Ninety-three-year-old World War II veteran Bob Lockard finally earned his high school diploma some 75 years after he quit Circleville High School in Columbus, Ohio in order to work as a paramedic in the Civilian Conservation Corps, according to The Columbus Dispatch.
He was then drafted into the Army Air Corps in March 1943. In the service, he first was a cook, but following heavy losses in the Battle of the Bulge, he retrained as a rifleman in the infantry and narrowly escaped death in battle numerous times.
Lockard told NBC4i.com that he remembers the exact day he came home from war after fighting in central Europe, Northern France and Normandy.
"If it hadn't been raining and a sloppy mess, I think I would've kissed the ground I was so homesick," he said.

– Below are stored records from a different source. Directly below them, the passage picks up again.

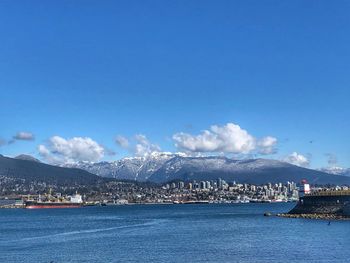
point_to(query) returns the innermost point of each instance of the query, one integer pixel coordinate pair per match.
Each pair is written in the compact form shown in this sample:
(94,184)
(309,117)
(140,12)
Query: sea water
(170,233)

Lockard received the right to a high school diploma due to a 2006 law passed in Ohio that allows districts to award them to veterans of World War II, Korea and Vietnam who left school for service and meet certain criteria, according to the Dispatch.
The school even gave him his own, formal graduation announcements to send out.
Lockard appears to be the first in Circleville, which is near Columbus, to be so honored, and Superintendent Jonathan Davis told the paper that "Bob is very excited about this honor that was 74 years in the making, and so are we."
Dressed in his cap and gown, Lockard walked across the stage to receive his diploma on Sunday, and can now say that along with being a World War II Victory Medal recipient, he is a high school graduate as a member of the class of 2018, NBC4i.com reported.
"It means everything to me," Lockard said as he fought back tears. "Everything. All these years man, I thought about this."